Hypotension: Administration of bretylium tosylate regularly results in postural hypotension, subjectively recognized by dizziness, light-headedness, vertigo or faintness. Some degree of hypotension is present in about 50% of patients while they are supine. Hypotension may occur at doses lower than those needed to suppress arrhythmias.
Patients should be kept in the supine position until tolerance to the hypotensive effect of bretylium develops. Tolerance occurs unpredictably but may be present after several days.
Patients over 65 years may be at increased risk of developing orthostatic hypotension, especially when the recommended rate of intravenous infusion is exceeded.
Hypotension with supine systolic pressure greater than 75 mm Hg need not be treated unless there are associated symptoms. If supine systolic pressure falls below 75 mm Hg, an infusion of dopamine or norepinephrine may be used to raise blood pressure. When catecholamines are administered, a dilute solution should be employed and blood pressure monitored dosely because the pressor effects of the catecholamines are enhanced by bretylium. Volume expansion with blood or plasma and correction of dehydration should be carried out where appropriate.
Transient hypertension and increased frequency of arrhythmias: Due to the initial release of norepinephrine from adrenergic postganglionic nerve terminals by bretylium, transient hypertension or increased frequency of premature ventricular contractions and other arrhythmias may occur in some patients.
Caution during use with digitalis glycosides: The initial release of norepinephrine caused by bretylium may aggravate digitalis toxicity. When a life-threatening cardiac arrhythmia occurs in a digitalized patient, bretylium should be used only if the etiology of the arrhythmia does not appear to be digitalis toxicity and other antiarrhythmic drugs are not effective. Simultaneous initiation of therapy with digitalis glycosides and bretylium should be avoided.
Patients with fixed cardiac output: In patients with fixed cardiac output (i.e., severe aortic stenosis or severe pulmonary hypertension) bretylium should be avoided since severe hypotension may result from a fall in peripheral resistance without a compensatory increase in cardiac output. If survival is threatened by the arrhythmia, bretylium tosylate may be used but vasoconstrictive catecholamines should be given promptly if severe hypotension occurs.
Hyperthermia: In a small number of patients, hyperthermia, characterized by temperature in excess of 106°F, has been reported in association with bretylium tosylate administration. Temperature rise can begin within one hour or later after administration of drug, and reach a peak within 1 to 3 days. If hyperthermia is suspected or diagnosed, bretylium should be discontinued and appropriate treatment instituted immediately.

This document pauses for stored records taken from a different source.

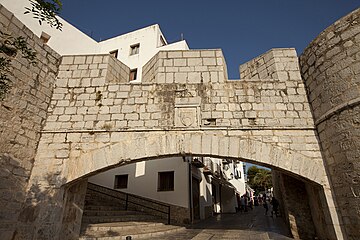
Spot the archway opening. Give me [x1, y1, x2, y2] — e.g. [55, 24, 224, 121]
[63, 154, 334, 240]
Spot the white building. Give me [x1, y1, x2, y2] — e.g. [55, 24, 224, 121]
[1, 0, 189, 83]
[89, 157, 245, 221]
[1, 0, 245, 220]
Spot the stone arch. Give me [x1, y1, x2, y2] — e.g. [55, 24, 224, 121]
[62, 131, 327, 185]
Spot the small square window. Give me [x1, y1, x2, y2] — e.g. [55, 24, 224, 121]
[114, 174, 128, 189]
[130, 68, 137, 81]
[109, 50, 119, 58]
[40, 32, 51, 43]
[160, 36, 166, 47]
[158, 171, 174, 192]
[130, 43, 140, 55]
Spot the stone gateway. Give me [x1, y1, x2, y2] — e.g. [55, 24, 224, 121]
[0, 2, 360, 239]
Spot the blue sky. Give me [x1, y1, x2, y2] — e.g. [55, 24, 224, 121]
[61, 0, 360, 79]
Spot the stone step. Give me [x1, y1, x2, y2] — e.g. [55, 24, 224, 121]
[83, 209, 149, 216]
[79, 225, 185, 240]
[83, 214, 159, 223]
[81, 222, 164, 235]
[84, 205, 125, 211]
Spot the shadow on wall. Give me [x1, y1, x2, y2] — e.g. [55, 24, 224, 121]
[11, 174, 87, 240]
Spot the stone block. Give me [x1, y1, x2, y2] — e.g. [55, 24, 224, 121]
[74, 56, 86, 64]
[174, 73, 188, 83]
[203, 58, 216, 66]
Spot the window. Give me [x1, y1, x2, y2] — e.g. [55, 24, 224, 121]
[40, 32, 51, 43]
[158, 171, 174, 191]
[130, 43, 140, 55]
[114, 174, 128, 189]
[109, 50, 118, 58]
[130, 68, 137, 81]
[160, 36, 166, 47]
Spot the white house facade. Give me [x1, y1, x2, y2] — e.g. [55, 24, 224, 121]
[1, 0, 189, 83]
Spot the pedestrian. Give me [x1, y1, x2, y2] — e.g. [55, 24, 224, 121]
[270, 197, 279, 217]
[240, 196, 245, 212]
[263, 199, 269, 216]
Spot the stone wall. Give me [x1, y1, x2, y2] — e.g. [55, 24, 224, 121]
[273, 170, 337, 239]
[24, 49, 338, 238]
[300, 9, 360, 239]
[239, 48, 301, 81]
[0, 5, 60, 239]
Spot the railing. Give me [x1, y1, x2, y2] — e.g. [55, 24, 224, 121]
[88, 182, 171, 224]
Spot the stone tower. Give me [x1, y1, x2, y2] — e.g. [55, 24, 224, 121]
[300, 9, 360, 239]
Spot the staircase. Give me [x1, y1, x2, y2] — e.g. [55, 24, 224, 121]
[79, 183, 185, 240]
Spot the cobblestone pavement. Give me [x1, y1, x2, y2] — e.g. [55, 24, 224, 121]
[143, 206, 292, 240]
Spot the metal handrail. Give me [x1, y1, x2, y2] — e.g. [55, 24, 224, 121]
[88, 183, 170, 224]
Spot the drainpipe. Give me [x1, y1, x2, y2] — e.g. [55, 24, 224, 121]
[188, 159, 193, 223]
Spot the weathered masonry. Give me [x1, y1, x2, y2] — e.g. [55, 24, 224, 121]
[0, 2, 360, 239]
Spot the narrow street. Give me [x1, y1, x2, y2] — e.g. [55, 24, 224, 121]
[149, 206, 292, 240]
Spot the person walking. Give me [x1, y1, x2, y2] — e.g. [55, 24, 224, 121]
[270, 197, 279, 217]
[240, 196, 245, 212]
[263, 198, 269, 216]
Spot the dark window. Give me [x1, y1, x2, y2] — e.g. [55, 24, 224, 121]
[110, 50, 118, 58]
[160, 36, 166, 47]
[158, 172, 174, 191]
[130, 43, 140, 55]
[130, 68, 137, 81]
[114, 174, 128, 189]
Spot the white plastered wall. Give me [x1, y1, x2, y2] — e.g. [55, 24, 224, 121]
[89, 157, 189, 208]
[0, 0, 189, 83]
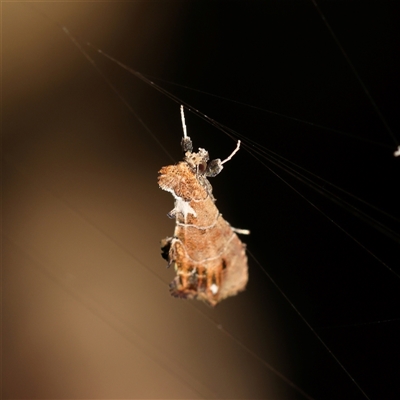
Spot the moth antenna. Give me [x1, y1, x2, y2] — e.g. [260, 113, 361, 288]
[221, 140, 240, 164]
[181, 105, 187, 139]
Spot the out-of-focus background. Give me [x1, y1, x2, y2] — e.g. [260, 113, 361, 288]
[2, 0, 400, 399]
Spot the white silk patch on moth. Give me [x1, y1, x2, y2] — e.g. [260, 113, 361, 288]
[158, 108, 249, 306]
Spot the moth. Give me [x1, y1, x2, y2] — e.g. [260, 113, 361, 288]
[158, 106, 250, 306]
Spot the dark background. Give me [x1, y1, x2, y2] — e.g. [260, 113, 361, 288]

Digitalis toxicity may be aggravated by the initial release of norepinephrine caused by Bretylium Tosylate Injection.
The pressor effects of catecholamines such as dopamine or norepinephrine are enhanced by Bretylium Tosylate. When catecholamines are administered, dilute solutions should be used and blood pressure should be monitored closely.
Although there is little published information on concomitant administration of lidocaine and Bretylium Tosylate, these drugs are often administered concurrently without any evidence of interactions resulting in adverse effects or diminished efficacy.
There are no contraindications to use in treatment of ventricular fibrillation or life-threatening refractory ventricular arrhythmias.